Neato@ttrpg.network 7 months ago
Foreign countries flooding the market with subsidized cars will end up killing local production. Then they can control the market.
Really we should be subsidizing EVs from our own manufacturers.
regul@lemm.ee 7 months ago
Kneecapping decarbonization efforts in the name of “jobs” and “the economy” is just straight up Republican policy. I do not care how many jobs are preserved on my rapidly warming planet.
SnotFlickerman@lemmy.blahaj.zone 7 months ago
But the status quo is more important than *checks notes… climate change! Won’t someone think of the economy! /s
Semi-Hemi-Demigod@kbin.social 7 months ago
I think it has more to do with maintaining a manufacturing base for defense than it is about jobs or the economy.
ShepherdPie@midwest.social 7 months ago
How does everyone buying a brand new car result in decarbonization versus keeping the ones we’ve already expended carbon building and upgrading them when they break? There are 283 million cars on the road in the US and replacing them all is going to generate a metric fuckton of carbon.
regul@lemm.ee 7 months ago
If you’ll notice he also increased tariffs on solar panels at the same time.

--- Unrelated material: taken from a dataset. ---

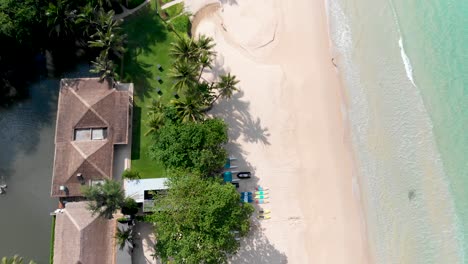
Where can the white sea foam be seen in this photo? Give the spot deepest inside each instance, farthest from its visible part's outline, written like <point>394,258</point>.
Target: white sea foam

NoneOfUrBusiness@kbin.social 7 months ago
You are. Still not doing much to corporate greed.
goferking0@lemmy.sdf.org 7 months ago
We barely are/car makers just jack up their prices so they make more off the subsidy
NoneOfUrBusiness@kbin.social 7 months ago
Exactly.
BastingChemina@slrpnk.net 7 months ago
The argument of China subsidizing EV is always coming back but I would be curious to know the comparison with the US.
The US are subsidizing EV too I would not be surprised if the amount of subsidy per EV produced is much higher for US manufacturers than China.
ShepherdPie@midwest.social 7 months ago
Where in the world can you buy a $12k EV that doesn’t come from China?
We have subsidized them here with the $7500 credit and loans/grants to retool factories but it’s a drop in the bucket compared to what China is doing.
Ford just released their financials for last quarter and it showed them losing $130k for every EV they sold: caranddriver.com/…/ford-ev-revenue-losses-q1-2024… so clearly they aren’t subsidized so much that they can sell them for pennies on the dollar like BYD.
BastingChemina@slrpnk.net 7 months ago
Is it really a drop in the bucket b when we take the value per vehicle ?
If we compare Ford to BYD for example.
In 2023 Ford sold around 2 millions cars and BYD around 3 millions.
For Ford only 72 608 cars out of these 2 millions were EV (3.6%) For BYD it’s was almost 1.6 million EV (53.3%)
In 2023 Ford got $9.2 billions from the US government to produce EV, so around $126 000 per EV sold in 2023.
$126 000*1 600 000 = $2 trillions ! So unless BYD received more than $2 trillions dollars from the Chinese government in 2023 it means that each EV sold by Ford is more subsidized than an EV sold by BYD.
This is not an analysis, I took huge shortcuts in this comment and might have done mistakes in the calculations.
technocrit@lemmy.dbzer0.com 7 months ago
That’s good actually. Car dependency is a dead end for humanity.
ShepherdPie@midwest.social 7 months ago
How does this change anything about car dependency?
Neato@ttrpg.network 7 months ago
Completely different discussion. We aren’t moving away from them so not being able to produce them only hurts the us.